L’agnolotto, un delizioso esempio di pasta fresca ripiena di carne, è diffuso soprattutto in Piemonte e fino alla Liguria, all’Emilia e all’Oltrepò Pavese, e arriva dal Monferrato, la zona compresa fra le province di Alessandria e Asti che unisce le Prealpi liguri al Piemonte.
Oggi la ricetta originale di questo piatto è depositata presso il Comune di Asti e il suo rispetto consente di fregiarsi della Denominazione Comunale, il marchio di qualità che certifica la provenienza di un determinato prodotto del comparto enogastronomico o artigianale da un determinato territorio.

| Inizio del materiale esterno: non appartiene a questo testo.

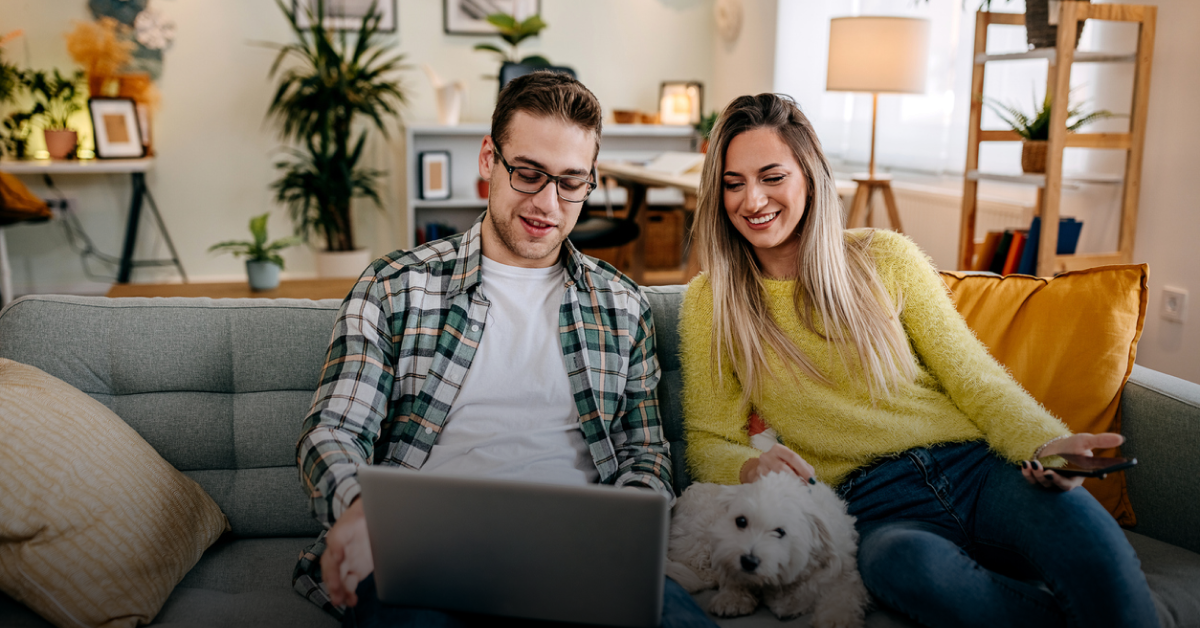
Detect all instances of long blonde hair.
[694,94,917,402]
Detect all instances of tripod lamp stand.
[826,16,929,233]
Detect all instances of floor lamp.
[826,16,929,233]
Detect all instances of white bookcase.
[401,124,694,249]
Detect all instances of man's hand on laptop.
[320,500,374,606]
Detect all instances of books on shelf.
[1016,216,1084,275]
[971,216,1084,275]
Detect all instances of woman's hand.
[1021,432,1124,491]
[738,444,817,484]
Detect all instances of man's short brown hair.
[492,70,604,161]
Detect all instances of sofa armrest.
[1121,365,1200,552]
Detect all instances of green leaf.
[484,13,520,31]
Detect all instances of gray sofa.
[0,291,1200,627]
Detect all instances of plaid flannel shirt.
[286,215,674,615]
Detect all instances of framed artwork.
[659,80,704,125]
[88,98,145,160]
[292,0,396,32]
[416,150,450,201]
[443,0,541,35]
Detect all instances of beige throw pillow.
[0,359,228,628]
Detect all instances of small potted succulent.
[696,112,721,152]
[209,214,301,291]
[26,70,84,160]
[984,94,1120,174]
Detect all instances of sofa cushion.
[0,359,228,628]
[942,264,1148,526]
[0,295,341,538]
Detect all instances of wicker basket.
[1025,0,1091,48]
[1021,139,1050,174]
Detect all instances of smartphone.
[1043,454,1138,478]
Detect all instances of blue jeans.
[342,574,716,628]
[838,442,1158,628]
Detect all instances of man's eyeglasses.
[492,144,596,203]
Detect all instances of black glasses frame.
[492,144,599,203]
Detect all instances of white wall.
[1134,0,1200,382]
[0,0,713,294]
[704,0,790,110]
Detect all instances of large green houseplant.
[268,0,407,262]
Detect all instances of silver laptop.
[359,466,670,627]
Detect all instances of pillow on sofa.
[942,264,1148,526]
[0,359,228,628]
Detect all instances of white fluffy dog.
[666,473,869,628]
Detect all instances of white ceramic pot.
[316,249,372,279]
[246,259,280,291]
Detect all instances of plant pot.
[317,249,371,279]
[1021,139,1050,174]
[1025,0,1091,48]
[42,131,79,160]
[246,259,280,291]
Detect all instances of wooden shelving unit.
[959,0,1157,276]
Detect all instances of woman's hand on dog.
[738,444,817,484]
[1021,432,1124,491]
[320,500,374,606]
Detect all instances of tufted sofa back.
[0,292,688,537]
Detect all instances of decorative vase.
[1021,139,1050,174]
[317,249,371,279]
[42,131,79,160]
[1025,0,1091,48]
[246,259,280,291]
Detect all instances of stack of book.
[971,216,1084,275]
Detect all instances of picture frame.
[88,97,145,160]
[442,0,541,35]
[292,0,396,32]
[659,80,704,126]
[416,150,450,201]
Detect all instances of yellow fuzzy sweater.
[679,229,1070,486]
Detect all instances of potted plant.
[26,70,84,160]
[209,213,300,291]
[696,112,721,152]
[984,94,1118,174]
[475,13,551,78]
[266,0,407,276]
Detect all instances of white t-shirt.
[421,257,600,484]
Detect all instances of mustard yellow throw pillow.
[0,359,228,628]
[942,264,1148,526]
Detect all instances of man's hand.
[320,498,374,606]
[1021,432,1124,491]
[738,444,816,484]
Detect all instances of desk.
[596,161,856,283]
[596,161,700,283]
[106,277,358,300]
[0,157,187,299]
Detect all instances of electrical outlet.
[1163,286,1188,323]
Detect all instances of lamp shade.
[826,16,929,94]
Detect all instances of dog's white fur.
[666,473,869,628]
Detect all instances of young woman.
[680,94,1158,628]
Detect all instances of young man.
[294,72,712,626]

L’agnolotto è impiegato in occasioni importanti, come il pranzo di Natale e questo determina, secondo i critici gastronomici, la sua peculiarità rispetto al raviolo anche per il ripieno, se il raviolo è per lo più riempito di ricotta ed erbe, invece l’agnolotto lo è di carne mista cotta e, volendo, di verdure a foglia larga cervella o tartufo, erbe aromatiche e droghe, arrivando solo successivamente ai vari tipi di carni per le versioni in grasso e di ricotte e verdure per le versioni in magro.
Come si conviene a un piatto cosi noto, la sua nascita si perde nelle leggende della notte dei tempi, per qualcuno era già conosciuto dai Romani, per altri dagli Arabi.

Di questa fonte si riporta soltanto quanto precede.